The birds have come through the worst of the winter, and have started preparations for spring themselves.
Cold tolerant flowers can be found in more protected places, while lichens and mushrooms cling to their supports.
Life is everywhere engaged in its various cycles, living, breathing, returning to earth, even as the winter darkness still reigns in our part of the world.
As the our new day unfolds, we wish our readers a pleasant last day of February, good food and the warmth of family and friends.
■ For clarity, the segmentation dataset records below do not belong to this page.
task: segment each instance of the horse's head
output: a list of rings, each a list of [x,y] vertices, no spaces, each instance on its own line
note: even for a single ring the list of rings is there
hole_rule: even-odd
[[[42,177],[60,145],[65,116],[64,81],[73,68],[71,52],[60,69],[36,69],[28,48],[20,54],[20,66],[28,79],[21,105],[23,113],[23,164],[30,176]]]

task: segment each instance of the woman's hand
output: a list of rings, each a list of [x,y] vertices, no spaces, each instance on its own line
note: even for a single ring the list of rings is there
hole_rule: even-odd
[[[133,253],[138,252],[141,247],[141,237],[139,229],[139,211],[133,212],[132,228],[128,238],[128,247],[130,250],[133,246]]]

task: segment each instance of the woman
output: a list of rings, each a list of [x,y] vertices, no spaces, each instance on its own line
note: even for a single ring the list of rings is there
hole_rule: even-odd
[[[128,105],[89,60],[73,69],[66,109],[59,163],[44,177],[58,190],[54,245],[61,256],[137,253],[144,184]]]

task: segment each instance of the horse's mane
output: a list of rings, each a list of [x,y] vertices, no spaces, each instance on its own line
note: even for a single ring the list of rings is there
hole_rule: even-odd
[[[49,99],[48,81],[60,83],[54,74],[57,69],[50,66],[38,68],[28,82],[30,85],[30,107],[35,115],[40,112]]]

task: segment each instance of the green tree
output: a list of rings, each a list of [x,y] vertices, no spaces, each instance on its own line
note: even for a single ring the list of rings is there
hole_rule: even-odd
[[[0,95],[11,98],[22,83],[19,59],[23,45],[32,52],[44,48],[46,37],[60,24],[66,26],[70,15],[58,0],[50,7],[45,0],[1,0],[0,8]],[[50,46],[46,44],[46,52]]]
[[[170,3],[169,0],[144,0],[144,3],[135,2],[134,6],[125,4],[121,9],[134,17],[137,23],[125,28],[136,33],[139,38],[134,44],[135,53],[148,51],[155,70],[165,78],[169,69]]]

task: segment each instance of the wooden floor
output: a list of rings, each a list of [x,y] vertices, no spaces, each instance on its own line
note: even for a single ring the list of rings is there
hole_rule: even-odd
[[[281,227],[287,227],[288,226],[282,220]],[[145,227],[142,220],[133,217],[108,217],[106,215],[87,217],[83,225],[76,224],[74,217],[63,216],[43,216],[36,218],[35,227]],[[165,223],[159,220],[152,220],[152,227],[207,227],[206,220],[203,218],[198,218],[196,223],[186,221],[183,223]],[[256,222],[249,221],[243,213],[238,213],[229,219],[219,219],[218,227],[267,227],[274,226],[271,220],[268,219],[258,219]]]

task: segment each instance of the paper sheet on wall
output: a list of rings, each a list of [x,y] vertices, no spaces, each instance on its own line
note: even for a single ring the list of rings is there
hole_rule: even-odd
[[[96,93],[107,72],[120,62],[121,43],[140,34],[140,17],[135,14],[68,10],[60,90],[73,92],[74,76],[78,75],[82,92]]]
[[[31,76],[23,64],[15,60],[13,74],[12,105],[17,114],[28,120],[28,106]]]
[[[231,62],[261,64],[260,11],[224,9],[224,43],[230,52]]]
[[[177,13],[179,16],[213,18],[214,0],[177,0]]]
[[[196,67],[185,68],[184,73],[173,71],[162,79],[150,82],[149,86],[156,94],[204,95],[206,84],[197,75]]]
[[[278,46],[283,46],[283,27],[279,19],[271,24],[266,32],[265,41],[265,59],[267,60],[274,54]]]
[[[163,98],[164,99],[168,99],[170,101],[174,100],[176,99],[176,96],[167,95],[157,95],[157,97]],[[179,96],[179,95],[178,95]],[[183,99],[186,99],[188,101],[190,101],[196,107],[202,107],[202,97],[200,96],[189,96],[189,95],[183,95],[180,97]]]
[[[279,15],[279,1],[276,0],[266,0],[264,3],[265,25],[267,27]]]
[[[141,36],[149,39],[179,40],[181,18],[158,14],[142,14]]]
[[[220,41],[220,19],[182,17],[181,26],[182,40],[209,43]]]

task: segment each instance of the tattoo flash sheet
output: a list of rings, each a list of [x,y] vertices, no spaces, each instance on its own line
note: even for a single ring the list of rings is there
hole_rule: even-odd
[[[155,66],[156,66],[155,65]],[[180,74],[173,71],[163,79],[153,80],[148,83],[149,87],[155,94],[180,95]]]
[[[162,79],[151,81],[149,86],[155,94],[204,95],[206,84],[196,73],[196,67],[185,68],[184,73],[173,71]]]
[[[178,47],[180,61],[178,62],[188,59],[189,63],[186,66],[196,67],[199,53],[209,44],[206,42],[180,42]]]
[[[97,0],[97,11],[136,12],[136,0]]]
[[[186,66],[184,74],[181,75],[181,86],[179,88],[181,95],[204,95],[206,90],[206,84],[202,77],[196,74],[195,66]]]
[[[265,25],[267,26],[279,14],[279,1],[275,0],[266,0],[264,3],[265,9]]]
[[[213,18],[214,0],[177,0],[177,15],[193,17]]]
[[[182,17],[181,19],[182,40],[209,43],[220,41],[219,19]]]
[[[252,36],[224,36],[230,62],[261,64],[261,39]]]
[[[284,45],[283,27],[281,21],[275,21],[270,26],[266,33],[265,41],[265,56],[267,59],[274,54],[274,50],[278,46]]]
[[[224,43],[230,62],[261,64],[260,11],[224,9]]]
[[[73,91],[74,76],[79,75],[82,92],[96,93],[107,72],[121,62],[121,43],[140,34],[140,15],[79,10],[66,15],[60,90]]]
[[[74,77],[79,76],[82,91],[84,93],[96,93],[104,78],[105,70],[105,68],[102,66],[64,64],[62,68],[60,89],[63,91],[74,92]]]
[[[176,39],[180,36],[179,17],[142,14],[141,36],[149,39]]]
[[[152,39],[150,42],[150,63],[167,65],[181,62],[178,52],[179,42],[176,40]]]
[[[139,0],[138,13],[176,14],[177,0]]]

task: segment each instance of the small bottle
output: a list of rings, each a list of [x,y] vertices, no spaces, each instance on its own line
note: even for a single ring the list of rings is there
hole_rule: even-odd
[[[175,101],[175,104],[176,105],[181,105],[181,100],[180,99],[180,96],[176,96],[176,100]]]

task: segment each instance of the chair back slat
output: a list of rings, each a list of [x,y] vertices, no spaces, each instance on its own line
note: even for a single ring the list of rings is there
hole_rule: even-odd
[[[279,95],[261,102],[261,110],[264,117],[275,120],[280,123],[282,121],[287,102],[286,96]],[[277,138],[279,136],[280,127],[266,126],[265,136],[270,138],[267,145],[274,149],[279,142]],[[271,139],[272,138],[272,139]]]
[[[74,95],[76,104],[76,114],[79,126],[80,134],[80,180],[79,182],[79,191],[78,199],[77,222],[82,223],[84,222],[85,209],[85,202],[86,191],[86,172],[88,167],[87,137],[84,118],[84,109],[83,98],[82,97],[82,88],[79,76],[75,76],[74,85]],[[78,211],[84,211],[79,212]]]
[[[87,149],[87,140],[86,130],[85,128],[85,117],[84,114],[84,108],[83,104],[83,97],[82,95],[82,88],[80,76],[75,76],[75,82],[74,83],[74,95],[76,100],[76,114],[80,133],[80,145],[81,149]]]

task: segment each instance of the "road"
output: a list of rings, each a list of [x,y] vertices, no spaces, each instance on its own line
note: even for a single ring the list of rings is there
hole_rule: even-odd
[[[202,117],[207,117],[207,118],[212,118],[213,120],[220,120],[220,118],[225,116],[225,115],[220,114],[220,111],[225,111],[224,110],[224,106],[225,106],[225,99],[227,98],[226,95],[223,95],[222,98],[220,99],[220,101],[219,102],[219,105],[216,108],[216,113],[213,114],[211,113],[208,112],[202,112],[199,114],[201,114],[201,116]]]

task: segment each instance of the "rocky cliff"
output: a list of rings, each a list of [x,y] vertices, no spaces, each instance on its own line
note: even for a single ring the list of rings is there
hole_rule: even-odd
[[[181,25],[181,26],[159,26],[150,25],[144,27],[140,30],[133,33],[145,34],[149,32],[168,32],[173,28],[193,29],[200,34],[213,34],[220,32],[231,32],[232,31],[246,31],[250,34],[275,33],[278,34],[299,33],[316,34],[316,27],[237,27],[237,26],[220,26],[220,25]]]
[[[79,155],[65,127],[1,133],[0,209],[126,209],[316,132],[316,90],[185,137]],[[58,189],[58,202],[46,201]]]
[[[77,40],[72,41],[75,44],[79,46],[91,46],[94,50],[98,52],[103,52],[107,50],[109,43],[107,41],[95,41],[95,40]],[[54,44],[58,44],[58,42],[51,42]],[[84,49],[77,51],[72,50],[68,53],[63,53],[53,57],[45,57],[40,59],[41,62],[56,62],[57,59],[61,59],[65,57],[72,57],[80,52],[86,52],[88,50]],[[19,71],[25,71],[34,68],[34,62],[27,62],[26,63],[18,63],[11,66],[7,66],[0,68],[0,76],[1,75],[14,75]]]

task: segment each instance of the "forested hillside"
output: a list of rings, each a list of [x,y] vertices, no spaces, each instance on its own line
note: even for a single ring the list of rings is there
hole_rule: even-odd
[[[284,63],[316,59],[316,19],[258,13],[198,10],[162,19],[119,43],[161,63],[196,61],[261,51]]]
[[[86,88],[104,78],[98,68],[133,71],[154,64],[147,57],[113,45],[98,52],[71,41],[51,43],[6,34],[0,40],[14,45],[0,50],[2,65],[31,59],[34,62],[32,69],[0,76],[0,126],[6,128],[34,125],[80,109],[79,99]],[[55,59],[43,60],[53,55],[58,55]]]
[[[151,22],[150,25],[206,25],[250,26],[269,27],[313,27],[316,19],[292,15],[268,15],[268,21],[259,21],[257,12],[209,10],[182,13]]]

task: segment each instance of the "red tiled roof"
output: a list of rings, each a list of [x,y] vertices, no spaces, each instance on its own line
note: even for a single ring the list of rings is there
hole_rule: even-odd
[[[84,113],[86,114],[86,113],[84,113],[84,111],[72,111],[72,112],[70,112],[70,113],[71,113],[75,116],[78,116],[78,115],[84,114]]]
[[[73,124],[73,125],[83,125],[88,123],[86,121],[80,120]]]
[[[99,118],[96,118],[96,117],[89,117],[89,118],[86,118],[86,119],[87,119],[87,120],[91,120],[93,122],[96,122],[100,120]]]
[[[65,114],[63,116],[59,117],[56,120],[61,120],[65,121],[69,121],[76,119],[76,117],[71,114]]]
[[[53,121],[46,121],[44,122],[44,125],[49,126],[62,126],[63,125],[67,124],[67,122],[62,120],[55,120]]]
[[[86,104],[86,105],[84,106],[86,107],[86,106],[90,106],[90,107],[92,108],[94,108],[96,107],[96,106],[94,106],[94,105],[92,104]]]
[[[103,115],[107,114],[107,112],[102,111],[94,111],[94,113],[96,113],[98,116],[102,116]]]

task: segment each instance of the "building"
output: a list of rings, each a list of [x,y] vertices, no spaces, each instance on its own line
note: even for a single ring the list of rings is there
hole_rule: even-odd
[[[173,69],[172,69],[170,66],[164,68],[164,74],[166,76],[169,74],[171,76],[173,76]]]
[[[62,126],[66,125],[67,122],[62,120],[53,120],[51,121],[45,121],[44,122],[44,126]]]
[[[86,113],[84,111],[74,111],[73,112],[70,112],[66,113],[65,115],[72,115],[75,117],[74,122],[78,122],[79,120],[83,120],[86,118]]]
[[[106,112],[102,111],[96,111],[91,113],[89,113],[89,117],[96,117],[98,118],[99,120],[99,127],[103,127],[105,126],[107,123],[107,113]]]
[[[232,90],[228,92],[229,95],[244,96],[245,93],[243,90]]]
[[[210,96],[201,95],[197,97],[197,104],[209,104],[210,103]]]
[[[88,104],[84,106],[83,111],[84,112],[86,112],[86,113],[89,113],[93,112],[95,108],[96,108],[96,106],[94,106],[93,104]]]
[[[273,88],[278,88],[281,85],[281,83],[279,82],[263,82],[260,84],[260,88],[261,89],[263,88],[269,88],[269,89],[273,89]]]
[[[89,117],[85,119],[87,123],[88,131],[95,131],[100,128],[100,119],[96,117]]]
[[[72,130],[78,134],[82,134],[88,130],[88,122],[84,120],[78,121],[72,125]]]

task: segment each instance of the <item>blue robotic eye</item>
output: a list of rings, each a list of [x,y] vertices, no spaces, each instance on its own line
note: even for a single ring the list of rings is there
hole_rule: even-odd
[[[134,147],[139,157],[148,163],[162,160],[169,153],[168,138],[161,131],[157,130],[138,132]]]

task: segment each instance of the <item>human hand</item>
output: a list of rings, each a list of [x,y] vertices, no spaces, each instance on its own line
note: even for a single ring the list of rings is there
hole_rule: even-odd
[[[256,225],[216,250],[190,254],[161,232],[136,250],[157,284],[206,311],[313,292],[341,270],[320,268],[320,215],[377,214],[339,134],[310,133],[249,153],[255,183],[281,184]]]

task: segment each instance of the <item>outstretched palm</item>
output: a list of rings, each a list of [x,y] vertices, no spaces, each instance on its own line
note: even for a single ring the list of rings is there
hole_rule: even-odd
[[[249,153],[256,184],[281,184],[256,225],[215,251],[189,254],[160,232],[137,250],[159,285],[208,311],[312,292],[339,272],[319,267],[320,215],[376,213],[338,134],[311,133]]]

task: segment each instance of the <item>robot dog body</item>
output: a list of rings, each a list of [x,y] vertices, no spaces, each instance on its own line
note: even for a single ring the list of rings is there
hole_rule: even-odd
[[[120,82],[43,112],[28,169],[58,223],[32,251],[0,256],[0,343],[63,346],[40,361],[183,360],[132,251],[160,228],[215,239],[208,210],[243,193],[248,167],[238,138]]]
– Mr. Lucio, Resident Feline Correspondent reporting from Salmon Brook Farms
Thank you Mr. Lucio!
Music news (schedule posted on the Performance Schedule page
The new year is already flying by! I am still working on projects which are long overdue. Until I can post some of that work, The Orchard, our distributor, has placed some of our music from the Keepsake CD on YouTube. Anyone wishing to see the entire track listing and stories behind the songs should visit my personal page under MUSIC in the menu at the top of this post. Depending on what country you live in, the music placed on YouTube by The Orchard may be blocked. Readers can also access some songs from the CD via the old IUMA archive site. See https://archive.org/details/iuma-lavinia_ross
In the meantime, in your area, wherever you may be, please do all you can to help keep your own local music alive. Go out and see someone you don’t know, host a house concert, download songs or buy CDs. Or even just stop for a minute to hear someone at a Farmers’ Market. Live, local musicians provide a wealth of talent most people will never hear about in this age of iPods, Internet and TV.